Why? Beyond the obvious economics, the answer may lie in a study published by Diem, et al way back in 1996 in the New England Journal of Medicine. The researchers compared survival rates following CPR in a hospital coronary care unit with those on three popular television shows at that time: Chicago Hope, Rescue 911, and ER. The real hospital patients survived at a rate around 16%, none from a trauma arrest. On TV, however, the survival to discharge rate was 65%, even though 72% of these were trauma arrests. The message in this tongue-in-cheek article is clear: If you’re going to have a cardiac arrest, have it on television.

Fortunately, these unrealistic depictions of success have driven CPR and AED training for the masses, which is good. The same kind of unrealistic expectations are driving the sale of defibrillators to offshore sailors, which is questionable at best.
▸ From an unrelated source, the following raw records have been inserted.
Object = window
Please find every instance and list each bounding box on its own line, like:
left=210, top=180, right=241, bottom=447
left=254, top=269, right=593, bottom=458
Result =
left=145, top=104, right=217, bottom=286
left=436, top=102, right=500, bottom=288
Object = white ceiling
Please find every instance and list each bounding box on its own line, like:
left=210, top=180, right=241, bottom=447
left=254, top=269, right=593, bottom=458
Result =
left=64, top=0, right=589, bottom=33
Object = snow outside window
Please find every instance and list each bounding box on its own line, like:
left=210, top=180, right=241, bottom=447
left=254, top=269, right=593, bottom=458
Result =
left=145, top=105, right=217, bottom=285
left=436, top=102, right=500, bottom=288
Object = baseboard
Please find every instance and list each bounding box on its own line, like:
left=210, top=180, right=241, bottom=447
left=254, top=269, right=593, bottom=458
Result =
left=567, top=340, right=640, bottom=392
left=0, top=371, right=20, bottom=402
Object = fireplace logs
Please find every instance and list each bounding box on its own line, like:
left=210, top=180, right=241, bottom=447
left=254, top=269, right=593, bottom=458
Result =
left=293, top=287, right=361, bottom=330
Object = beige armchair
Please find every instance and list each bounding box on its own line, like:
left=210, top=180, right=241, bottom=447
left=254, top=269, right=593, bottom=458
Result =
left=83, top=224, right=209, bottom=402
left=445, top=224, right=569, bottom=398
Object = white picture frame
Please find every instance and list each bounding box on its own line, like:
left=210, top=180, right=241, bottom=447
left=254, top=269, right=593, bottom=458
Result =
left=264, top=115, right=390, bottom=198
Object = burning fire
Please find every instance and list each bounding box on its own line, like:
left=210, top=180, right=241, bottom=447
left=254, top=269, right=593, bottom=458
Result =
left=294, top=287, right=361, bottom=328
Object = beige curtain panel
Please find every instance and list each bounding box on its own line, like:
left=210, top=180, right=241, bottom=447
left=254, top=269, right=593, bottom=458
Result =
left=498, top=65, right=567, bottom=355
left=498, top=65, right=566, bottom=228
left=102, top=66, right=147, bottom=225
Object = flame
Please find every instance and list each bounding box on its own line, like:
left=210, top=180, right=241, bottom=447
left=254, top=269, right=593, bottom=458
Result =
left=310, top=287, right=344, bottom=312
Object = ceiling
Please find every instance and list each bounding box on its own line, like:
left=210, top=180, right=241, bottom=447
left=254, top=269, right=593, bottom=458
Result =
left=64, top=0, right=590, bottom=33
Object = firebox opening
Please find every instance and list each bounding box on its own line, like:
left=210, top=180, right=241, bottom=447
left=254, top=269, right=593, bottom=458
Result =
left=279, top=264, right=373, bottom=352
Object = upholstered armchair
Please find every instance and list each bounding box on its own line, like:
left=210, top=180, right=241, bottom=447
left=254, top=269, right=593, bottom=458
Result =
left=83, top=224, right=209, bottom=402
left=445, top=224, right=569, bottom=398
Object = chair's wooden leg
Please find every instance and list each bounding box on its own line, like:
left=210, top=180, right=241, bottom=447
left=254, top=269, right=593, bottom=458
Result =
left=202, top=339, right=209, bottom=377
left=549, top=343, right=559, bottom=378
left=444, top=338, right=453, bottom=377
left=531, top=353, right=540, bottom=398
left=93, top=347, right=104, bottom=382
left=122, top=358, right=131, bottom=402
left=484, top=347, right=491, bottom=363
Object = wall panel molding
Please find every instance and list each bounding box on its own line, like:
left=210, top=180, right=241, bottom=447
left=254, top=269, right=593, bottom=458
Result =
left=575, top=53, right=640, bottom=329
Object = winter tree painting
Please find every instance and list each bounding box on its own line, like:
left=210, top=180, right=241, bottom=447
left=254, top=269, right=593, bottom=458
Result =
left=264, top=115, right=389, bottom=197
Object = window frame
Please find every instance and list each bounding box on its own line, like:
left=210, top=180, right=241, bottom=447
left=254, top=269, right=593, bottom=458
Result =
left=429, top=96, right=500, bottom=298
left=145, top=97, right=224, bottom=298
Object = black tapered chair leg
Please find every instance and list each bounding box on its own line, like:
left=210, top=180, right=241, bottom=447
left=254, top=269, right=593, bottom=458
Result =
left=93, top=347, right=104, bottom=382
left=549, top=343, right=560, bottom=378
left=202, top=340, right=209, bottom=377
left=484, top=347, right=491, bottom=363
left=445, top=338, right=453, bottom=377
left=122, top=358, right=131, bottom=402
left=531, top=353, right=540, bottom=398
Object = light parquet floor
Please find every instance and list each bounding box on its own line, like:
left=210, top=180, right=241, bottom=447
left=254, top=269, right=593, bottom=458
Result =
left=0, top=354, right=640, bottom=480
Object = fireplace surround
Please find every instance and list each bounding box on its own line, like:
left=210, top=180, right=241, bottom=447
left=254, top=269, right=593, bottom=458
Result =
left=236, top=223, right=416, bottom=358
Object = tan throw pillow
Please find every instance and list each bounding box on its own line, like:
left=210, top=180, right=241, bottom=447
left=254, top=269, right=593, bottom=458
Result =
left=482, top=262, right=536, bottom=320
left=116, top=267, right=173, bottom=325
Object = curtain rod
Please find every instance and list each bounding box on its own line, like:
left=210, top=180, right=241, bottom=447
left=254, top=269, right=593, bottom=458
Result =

If you really want to reduce the chances of dying at sea consider spending your money on survival suits, a better life raft, a new SSB, a storm sail, or brighter running lights. Almost any piece of safety equipment will have a better chance of saving your life than a defibrillator.

Having said all of that, why should the cruising sailor learn CPR and the use of an AED? Primarily because you’re not always sailing. You probably travel to your boat by commercial airliner which will have a defibrillator and the ability to land near a hospital within minutes. Once on board, you might spend most of your time in a slip at a large marina in the city with a defibrillator in a box next to the fire extinguisher at the head of the pier. 

Secondly, the techniques for rescue breathing and airway control taught as part of these courses are very important to marine rescue. Respiratory failure or arrest can be treated for hours with rescue breathing, as long as the heart is still beating. These cases may account for many of the dramatic saves attributed to CPR. The heart never stopped, but breathing did. The most likely examples include near-drowning, lightning strikes, and airway obstruction.

CPR courses are available everywhere for minimal tuition. The major providers are the American Heart Association and the Red Cross, but a number of other organizations have developed their own, very similar programs. Choose one that includes rescue breathing. Some of the very short programs, like the American Heart Association’s Hands Only CPR, have stopped teaching rescue breathing in favor of just chest compressions and early defibrillation. You might want the longer Health Care Provider or Professional Rescuer program.

Wilderness Medical Associates includes CPR in its Wilderness Advanced First Aid and Wilderness First Responder courses. The curriculum also includes wilderness protocols for CPR that call for the cessation of efforts after 30 minutes of pulselessness, or anytime the process puts the rescuers at risk. The protocols also outline the reasons not to start CPR in cases of trauma arrest, risk to rescuers, and severe hypothermia. You will probably be taught otherwise in urban context courses, but that’s fine for the city.

For more information about CPR and Emergency Cardiac Care, start with the American Heart Association. And, if you actually hear about someone being successfully defibrillated offshore aboard a small vessel and living to tell about it, please send us the details. As far as we know, it has not happened yet.


 
“At sea as in the mountains, it is just as important to know when you don’t have a medical emergency as when you do.”